I want to prevent the database from storing any values bigger than 20 into a table.

CREATE OR REPLACE TRIGGER Dont_Allow
AFTER INSERT ON Cities
FOR EACH ROW

WHEN (new.IDCity > 20)

BEGIN
   dbms_output.put_line('  Failed to insert ' || :new.IDCity);
   delete from orase where IDCity=:new.IDCity;
END;

While this does work in terms of not actually adding anything with an ID > 20, every time the trigger tries to do its magic, this shows up:

ORA-04091: table SYSTEM.ORASE is mutating, trigger/function may not see it
ORA-06512: at "SYSTEM.DONT_ALLOW", line 6
ORA-04088: error during execution of trigger 'SYSTEM.DONT_ALLOW'

What's a proper way of doing what I want?


EDIT:

I've decided to use a trigger for this:

After a new row is inserted into Employees, a trigger checks the new guy's salary and if it's above 21 units / hour, it takes 5% off management's bonus. Lame, but hey - I'm using a trigger to solve a problem I don't have: the outcome won't be pretty.

CREATE OR REPLACE TRIGGER Bite_Bonus
AFTER INSERT ON Employees
FOR EACH ROW

WHEN (new.HourSalary > 20)

BEGIN
   update Management set Bonus = Bonus - 5/100 * Bonus;
END;
3
Shouldn't you be using a BEFORE update trigger for this, and raising an exception if the id is invalid? - Mat
See my answer for a proper solution for this. IF, however you do use a trigger, then AFTER is definitely wrong. You need a BEFORE INSERT or BEFORE UPDATE trigger there, and, as Mat said, raise an exception if necessary. - TC1
@Mat is there a NOP for oracle? how can I abort the statements from being executed from within the trigger? - Buffalo
@Buffalo: what is a NOP? - Mat
@Mat NO-OPERATION. If a condition is met inside my BEFORE INSERT trigger (new.IDCity > 20), I want to abort the insert. - Buffalo

3 Answers

9
votes

You shouldn't be using a TRIGGER for that, you should be using a CHECK, like CONSTRAINT city_id_below_20 CHECK (IDCity < 20). You can use ALTER TABLE ADD CONSTRAINT to put it on an existing table.

5
votes

As TC1 indicated, the proper way to enforce this sort of requirement is to use a constraint.

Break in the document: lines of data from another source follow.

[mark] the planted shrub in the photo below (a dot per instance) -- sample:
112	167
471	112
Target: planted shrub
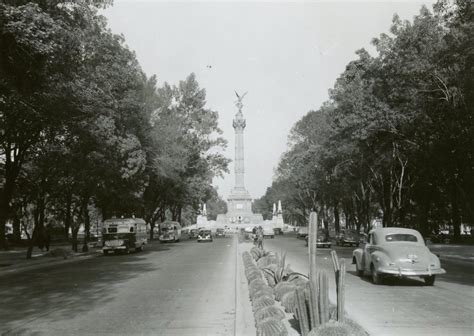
271	327
262	301
270	311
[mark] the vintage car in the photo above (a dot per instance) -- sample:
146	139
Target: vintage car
268	232
322	239
220	232
347	237
302	232
204	235
396	252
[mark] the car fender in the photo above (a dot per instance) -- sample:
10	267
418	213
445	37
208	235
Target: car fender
378	258
357	257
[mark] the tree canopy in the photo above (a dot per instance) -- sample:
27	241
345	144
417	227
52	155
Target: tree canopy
395	140
82	126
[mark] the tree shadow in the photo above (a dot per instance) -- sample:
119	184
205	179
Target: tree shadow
60	293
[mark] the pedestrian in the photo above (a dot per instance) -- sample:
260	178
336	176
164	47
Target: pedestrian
260	237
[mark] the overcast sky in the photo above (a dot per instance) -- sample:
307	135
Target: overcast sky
285	54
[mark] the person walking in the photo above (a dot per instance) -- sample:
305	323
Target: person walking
260	237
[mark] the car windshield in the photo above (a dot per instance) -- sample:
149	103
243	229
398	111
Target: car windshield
401	237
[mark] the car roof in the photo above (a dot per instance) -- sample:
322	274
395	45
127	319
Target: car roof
381	232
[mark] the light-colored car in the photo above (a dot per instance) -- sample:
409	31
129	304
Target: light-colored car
347	237
322	239
204	235
302	232
396	252
268	232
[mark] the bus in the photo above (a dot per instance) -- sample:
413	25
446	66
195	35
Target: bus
169	231
124	235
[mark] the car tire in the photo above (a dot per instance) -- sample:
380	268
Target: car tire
429	280
376	277
359	272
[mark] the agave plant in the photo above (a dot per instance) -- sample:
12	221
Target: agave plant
282	288
281	272
262	301
271	327
270	311
263	291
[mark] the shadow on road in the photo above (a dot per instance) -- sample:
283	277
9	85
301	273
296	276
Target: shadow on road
63	292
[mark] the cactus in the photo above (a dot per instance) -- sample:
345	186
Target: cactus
262	301
323	297
267	260
271	327
341	291
331	329
269	311
288	300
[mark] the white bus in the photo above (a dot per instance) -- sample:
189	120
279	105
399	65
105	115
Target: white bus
169	231
124	235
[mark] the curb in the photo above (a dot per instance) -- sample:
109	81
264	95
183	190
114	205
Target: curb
47	263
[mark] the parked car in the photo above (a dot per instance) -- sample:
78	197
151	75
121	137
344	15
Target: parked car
347	237
193	233
396	252
322	239
268	232
204	235
220	232
302	232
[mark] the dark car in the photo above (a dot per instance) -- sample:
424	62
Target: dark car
322	239
193	233
204	235
348	237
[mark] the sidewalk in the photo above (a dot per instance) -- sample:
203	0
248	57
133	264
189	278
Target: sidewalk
14	260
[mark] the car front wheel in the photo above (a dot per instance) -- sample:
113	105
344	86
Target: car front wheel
429	280
359	271
376	277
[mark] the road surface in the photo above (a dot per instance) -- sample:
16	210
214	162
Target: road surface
399	307
184	288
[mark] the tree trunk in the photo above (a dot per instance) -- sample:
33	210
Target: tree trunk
337	220
455	214
87	224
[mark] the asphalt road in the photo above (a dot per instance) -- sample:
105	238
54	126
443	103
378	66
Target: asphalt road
400	306
184	288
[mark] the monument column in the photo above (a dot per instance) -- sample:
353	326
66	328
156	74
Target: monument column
239	126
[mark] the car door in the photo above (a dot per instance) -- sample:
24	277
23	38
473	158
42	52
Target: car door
368	249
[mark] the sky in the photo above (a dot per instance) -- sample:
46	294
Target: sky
286	55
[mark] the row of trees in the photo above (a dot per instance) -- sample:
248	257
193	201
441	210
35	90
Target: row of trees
84	131
395	141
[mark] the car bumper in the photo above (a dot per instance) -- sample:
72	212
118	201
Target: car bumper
403	272
167	239
114	248
321	244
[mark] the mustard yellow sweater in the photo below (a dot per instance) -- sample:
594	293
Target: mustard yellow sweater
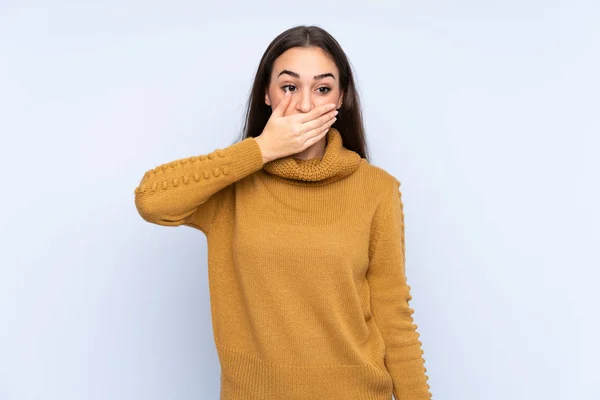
306	267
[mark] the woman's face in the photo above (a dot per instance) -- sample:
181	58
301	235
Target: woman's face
311	77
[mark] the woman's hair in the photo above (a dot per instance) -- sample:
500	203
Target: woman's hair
349	119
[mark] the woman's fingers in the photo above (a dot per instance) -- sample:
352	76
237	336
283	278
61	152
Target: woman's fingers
319	130
316	123
314	113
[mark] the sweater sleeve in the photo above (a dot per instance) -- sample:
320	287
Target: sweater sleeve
390	296
189	191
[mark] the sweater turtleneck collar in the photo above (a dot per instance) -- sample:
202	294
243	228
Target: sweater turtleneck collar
337	163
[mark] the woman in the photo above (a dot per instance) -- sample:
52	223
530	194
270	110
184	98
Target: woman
309	298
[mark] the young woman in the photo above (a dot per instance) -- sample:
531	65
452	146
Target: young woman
306	256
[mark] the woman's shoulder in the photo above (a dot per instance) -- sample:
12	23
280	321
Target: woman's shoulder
379	177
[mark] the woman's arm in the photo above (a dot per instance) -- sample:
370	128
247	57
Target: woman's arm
390	296
186	191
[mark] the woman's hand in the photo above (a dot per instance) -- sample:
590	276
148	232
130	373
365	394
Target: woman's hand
285	135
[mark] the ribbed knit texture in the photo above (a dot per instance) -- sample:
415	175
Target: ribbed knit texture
306	266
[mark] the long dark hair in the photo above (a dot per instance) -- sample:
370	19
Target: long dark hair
349	120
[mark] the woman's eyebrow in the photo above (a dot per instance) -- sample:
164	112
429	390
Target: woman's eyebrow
296	75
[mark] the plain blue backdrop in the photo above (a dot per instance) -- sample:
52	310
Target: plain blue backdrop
486	111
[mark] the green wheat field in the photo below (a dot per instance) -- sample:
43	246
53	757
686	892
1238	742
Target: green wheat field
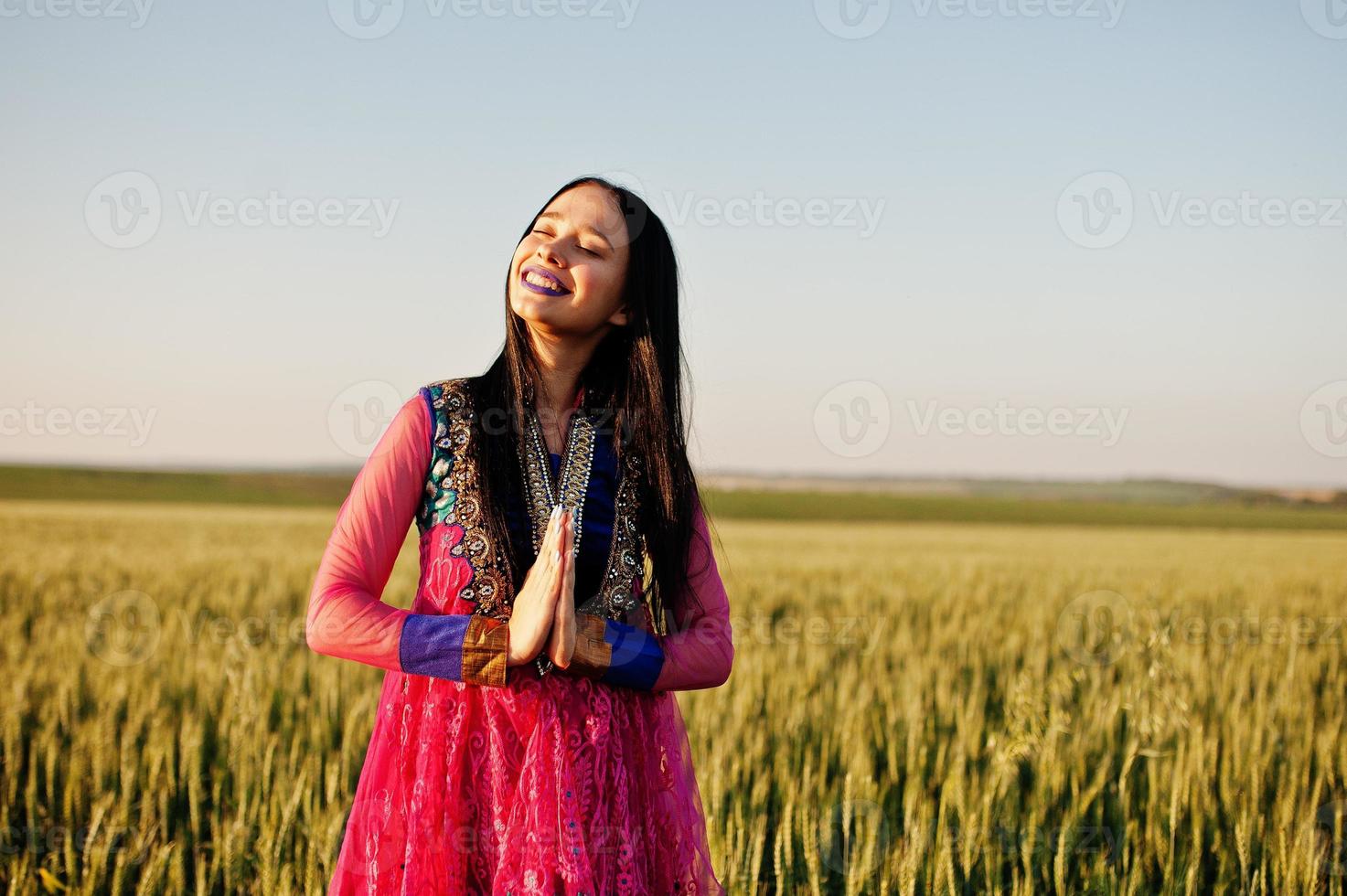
935	704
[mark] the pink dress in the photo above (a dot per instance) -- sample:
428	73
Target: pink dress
486	779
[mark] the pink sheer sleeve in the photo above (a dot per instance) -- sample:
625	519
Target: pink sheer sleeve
700	653
347	617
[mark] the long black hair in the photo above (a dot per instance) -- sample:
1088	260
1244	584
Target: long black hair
634	383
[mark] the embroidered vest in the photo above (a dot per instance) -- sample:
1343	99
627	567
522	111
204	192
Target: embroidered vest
454	496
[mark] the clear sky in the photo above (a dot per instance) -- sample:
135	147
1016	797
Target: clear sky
982	238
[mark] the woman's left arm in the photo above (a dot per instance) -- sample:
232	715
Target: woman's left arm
695	656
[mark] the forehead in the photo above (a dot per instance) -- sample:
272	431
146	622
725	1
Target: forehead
589	208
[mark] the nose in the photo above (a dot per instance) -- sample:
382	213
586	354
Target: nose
549	253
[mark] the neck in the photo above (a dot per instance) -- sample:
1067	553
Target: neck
560	363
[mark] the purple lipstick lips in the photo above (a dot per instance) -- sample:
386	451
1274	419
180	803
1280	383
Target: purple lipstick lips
539	273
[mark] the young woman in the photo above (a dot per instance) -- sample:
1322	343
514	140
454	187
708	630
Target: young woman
529	739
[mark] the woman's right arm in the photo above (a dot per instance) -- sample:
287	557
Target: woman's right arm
347	617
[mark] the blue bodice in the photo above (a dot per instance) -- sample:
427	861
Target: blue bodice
595	523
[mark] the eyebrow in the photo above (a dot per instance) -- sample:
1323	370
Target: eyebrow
555	216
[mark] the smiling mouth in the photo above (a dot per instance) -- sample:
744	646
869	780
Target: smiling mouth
540	283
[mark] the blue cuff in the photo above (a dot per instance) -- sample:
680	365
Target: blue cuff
637	657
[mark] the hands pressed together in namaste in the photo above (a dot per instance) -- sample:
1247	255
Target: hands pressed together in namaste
543	617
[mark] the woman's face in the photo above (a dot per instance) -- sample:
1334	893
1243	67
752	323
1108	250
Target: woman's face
569	271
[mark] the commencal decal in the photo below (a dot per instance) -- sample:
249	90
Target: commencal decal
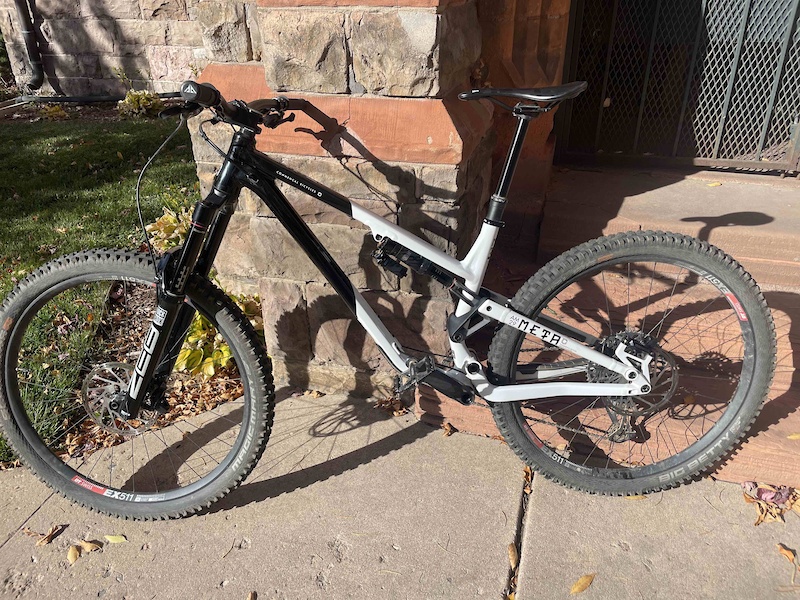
543	333
298	184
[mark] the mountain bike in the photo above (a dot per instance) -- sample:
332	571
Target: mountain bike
629	364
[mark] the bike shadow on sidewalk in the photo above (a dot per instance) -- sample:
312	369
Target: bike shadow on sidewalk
317	438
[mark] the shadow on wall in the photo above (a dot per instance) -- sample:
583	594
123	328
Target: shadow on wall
328	317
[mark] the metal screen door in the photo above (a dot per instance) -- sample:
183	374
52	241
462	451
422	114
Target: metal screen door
708	82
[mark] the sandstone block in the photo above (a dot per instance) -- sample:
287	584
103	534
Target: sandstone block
82	65
358	178
448	227
235	257
251	16
417	322
164	9
286	328
116	9
314	211
304	50
459	45
170	63
134	34
78	36
443	183
396	53
331	378
224	30
336	336
50	9
134	67
271	252
183	33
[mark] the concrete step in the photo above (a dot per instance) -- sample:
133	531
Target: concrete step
756	218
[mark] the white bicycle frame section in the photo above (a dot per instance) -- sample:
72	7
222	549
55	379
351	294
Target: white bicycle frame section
473	269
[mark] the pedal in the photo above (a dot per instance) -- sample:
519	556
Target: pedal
418	370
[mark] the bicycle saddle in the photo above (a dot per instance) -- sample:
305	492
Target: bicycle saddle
555	93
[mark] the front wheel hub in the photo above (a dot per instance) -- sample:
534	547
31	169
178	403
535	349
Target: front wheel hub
102	393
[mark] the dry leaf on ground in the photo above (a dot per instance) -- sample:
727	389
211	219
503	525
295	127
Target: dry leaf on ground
513	555
392	405
44	538
790	554
90	546
115	539
582	584
771	501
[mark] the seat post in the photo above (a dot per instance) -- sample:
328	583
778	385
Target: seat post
497	203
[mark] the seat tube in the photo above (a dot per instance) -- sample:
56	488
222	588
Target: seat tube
497	203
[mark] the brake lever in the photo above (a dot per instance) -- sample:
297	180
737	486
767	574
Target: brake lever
274	124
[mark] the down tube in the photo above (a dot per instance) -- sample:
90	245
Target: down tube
320	256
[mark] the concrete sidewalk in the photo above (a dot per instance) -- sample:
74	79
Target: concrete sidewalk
351	503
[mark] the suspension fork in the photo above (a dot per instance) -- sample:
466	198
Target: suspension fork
173	315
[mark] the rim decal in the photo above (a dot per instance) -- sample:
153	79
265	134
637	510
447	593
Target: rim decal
92	487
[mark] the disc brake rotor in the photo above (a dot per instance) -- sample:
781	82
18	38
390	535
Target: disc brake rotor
663	375
104	385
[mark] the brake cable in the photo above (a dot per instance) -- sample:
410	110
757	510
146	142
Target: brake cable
182	121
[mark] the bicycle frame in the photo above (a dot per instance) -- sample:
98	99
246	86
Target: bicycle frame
244	166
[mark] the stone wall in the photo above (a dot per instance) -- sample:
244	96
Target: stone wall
90	46
383	75
389	134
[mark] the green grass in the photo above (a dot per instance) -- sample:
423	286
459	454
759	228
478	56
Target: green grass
69	185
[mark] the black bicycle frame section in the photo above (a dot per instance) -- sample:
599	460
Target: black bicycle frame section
244	166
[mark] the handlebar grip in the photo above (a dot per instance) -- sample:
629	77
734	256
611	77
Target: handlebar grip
204	94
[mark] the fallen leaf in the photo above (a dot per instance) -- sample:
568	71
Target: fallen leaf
790	554
513	555
90	546
44	538
582	584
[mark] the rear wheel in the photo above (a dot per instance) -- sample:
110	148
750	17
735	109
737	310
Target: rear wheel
684	307
73	333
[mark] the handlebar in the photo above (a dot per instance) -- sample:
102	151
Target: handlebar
267	112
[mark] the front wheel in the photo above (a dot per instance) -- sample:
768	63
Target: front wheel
72	334
684	307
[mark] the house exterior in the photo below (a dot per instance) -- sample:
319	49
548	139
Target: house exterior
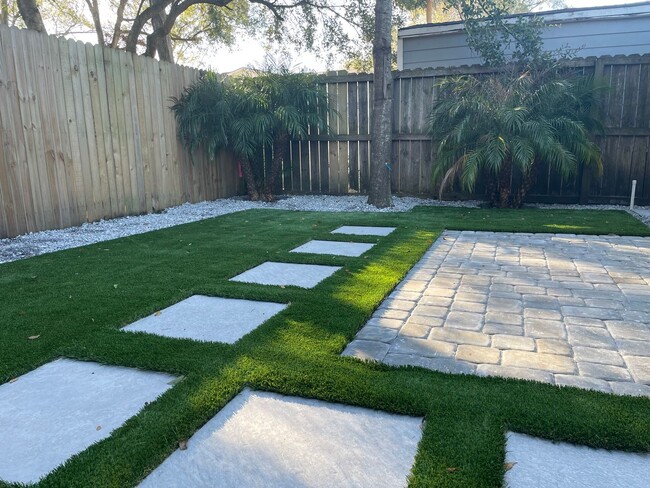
596	31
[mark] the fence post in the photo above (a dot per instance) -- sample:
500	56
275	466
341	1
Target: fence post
585	179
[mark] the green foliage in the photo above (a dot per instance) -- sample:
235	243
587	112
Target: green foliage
252	115
69	299
204	115
527	112
500	38
492	125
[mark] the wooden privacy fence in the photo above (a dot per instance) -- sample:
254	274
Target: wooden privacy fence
86	133
339	163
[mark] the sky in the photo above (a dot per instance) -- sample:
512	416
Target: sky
252	53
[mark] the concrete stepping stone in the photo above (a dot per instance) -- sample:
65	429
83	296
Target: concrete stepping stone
209	319
544	464
336	248
264	439
287	274
362	230
56	411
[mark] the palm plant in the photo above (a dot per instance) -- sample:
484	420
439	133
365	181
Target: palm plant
500	123
275	107
251	116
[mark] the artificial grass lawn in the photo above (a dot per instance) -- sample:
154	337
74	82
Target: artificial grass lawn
76	301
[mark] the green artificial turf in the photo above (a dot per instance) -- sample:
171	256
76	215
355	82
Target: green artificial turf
76	301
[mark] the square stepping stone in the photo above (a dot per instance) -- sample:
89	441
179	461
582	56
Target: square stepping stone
287	274
56	411
264	439
351	249
209	319
541	463
360	230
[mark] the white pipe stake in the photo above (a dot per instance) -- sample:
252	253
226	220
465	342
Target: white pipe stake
633	194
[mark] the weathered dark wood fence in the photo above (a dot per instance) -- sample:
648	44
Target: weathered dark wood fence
86	133
339	163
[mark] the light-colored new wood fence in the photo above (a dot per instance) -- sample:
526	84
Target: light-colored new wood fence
86	133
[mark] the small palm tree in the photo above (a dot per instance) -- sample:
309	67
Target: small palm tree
499	123
251	116
204	116
275	107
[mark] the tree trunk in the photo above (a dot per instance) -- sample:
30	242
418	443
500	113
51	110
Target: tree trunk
249	178
160	40
94	12
4	12
382	108
527	182
31	15
280	143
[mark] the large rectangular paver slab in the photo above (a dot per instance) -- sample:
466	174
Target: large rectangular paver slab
362	230
58	410
335	248
262	440
210	319
539	463
287	274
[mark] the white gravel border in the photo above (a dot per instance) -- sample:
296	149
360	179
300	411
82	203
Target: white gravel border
36	243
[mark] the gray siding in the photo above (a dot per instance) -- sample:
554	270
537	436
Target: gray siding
595	37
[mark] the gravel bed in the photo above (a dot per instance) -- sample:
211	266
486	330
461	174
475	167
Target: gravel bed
43	242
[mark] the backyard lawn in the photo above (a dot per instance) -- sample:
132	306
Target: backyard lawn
72	304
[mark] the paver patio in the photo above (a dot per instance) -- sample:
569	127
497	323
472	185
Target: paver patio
56	411
538	463
210	319
264	439
562	309
350	249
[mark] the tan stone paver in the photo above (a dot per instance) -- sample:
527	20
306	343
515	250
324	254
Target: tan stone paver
570	310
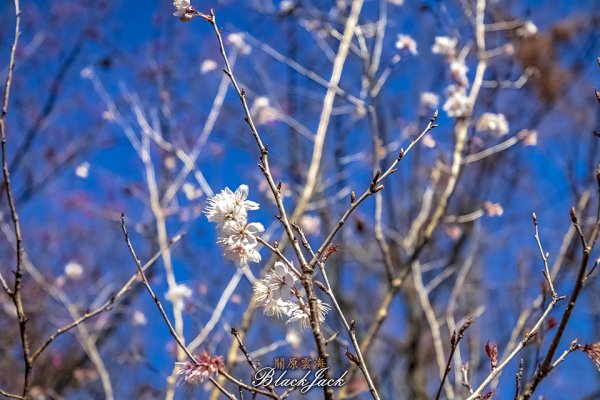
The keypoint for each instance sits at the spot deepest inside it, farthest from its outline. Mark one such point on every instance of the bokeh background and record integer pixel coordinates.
(87, 71)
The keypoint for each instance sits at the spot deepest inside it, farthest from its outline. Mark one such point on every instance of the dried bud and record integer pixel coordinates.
(464, 327)
(492, 352)
(333, 248)
(321, 286)
(573, 215)
(593, 352)
(352, 357)
(204, 368)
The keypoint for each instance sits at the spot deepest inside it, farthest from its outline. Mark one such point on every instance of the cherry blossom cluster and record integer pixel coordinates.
(238, 237)
(280, 298)
(457, 100)
(195, 373)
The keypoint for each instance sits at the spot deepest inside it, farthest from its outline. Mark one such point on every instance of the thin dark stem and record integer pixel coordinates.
(16, 292)
(454, 341)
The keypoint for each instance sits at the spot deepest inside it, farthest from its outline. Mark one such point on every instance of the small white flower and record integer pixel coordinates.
(298, 313)
(310, 224)
(294, 338)
(178, 294)
(428, 141)
(457, 102)
(528, 137)
(87, 72)
(280, 281)
(190, 191)
(444, 45)
(239, 233)
(429, 100)
(207, 66)
(73, 270)
(228, 205)
(286, 6)
(262, 112)
(237, 40)
(139, 318)
(241, 255)
(405, 42)
(83, 170)
(493, 209)
(458, 70)
(495, 124)
(183, 9)
(527, 29)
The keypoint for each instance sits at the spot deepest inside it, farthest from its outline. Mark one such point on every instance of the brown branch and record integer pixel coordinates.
(454, 340)
(16, 292)
(587, 246)
(10, 395)
(104, 307)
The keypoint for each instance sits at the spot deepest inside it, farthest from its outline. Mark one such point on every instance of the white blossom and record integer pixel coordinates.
(262, 112)
(228, 205)
(493, 209)
(83, 170)
(458, 70)
(237, 40)
(495, 124)
(177, 295)
(528, 137)
(444, 45)
(139, 318)
(429, 100)
(457, 101)
(299, 313)
(527, 29)
(207, 66)
(73, 270)
(190, 191)
(183, 9)
(405, 42)
(310, 224)
(287, 5)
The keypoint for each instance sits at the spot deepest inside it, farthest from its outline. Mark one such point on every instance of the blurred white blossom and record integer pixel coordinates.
(139, 318)
(458, 70)
(73, 270)
(495, 124)
(177, 295)
(310, 224)
(207, 66)
(492, 209)
(528, 137)
(237, 40)
(457, 101)
(237, 237)
(83, 170)
(183, 9)
(405, 42)
(190, 191)
(444, 45)
(429, 100)
(527, 29)
(300, 314)
(262, 112)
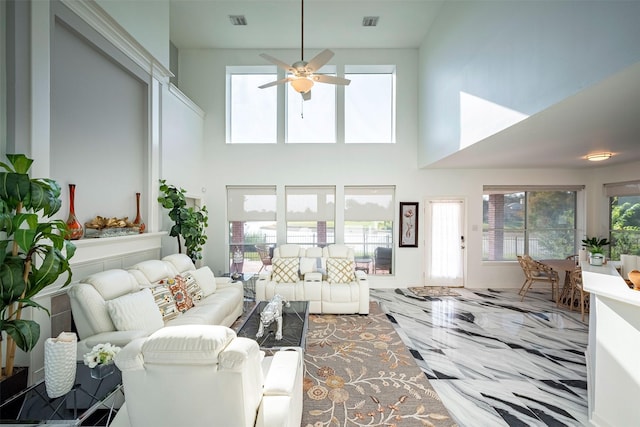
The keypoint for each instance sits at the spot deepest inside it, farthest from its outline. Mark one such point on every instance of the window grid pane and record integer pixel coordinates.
(253, 111)
(369, 108)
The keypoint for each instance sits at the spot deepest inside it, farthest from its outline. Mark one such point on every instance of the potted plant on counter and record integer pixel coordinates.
(189, 222)
(33, 252)
(595, 246)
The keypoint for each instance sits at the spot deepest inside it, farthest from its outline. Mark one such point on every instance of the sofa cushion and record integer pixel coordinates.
(285, 270)
(164, 300)
(192, 344)
(340, 270)
(178, 288)
(313, 265)
(193, 289)
(112, 283)
(135, 311)
(205, 279)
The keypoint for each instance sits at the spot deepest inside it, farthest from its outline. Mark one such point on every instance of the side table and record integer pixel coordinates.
(90, 402)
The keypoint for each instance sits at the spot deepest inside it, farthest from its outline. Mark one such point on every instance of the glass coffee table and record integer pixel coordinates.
(91, 402)
(294, 326)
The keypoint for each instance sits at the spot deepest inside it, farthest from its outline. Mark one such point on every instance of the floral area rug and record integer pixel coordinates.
(434, 291)
(358, 372)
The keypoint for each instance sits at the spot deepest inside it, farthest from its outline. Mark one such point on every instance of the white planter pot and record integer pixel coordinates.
(60, 364)
(596, 259)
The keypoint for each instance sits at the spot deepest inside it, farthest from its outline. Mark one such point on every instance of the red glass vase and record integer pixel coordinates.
(74, 228)
(138, 221)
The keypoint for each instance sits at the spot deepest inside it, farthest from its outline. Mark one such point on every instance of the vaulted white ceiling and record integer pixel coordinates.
(605, 117)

If you are forced to use the inferior approach because this is a school assignment, you most likely want to raise an exception in your trigger

CREATE OR REPLACE TRIGGER Dont_Allow
  BEFORE INSERT OR UPDATE ON Cities
  FOR EACH ROW
  WHEN (new.IDCity > 20)
BEGIN
  RAISE_APPLICATION_ERROR( -20001, 'IDCity cannot exceed 20 so rejecting invalid value: ' || :new.IDCity );
END;
4
votes

If you need to use a trigger for this, make it a BEFORE INSERT trigger, not an AFTER INSERT - you don't want that insert to happen at all. Trying to "undo" it after the fact is not a good approach.

To abort the insert, all you need to do is raise an exception within that trigger. Probably the best thing for this is to raise an application error.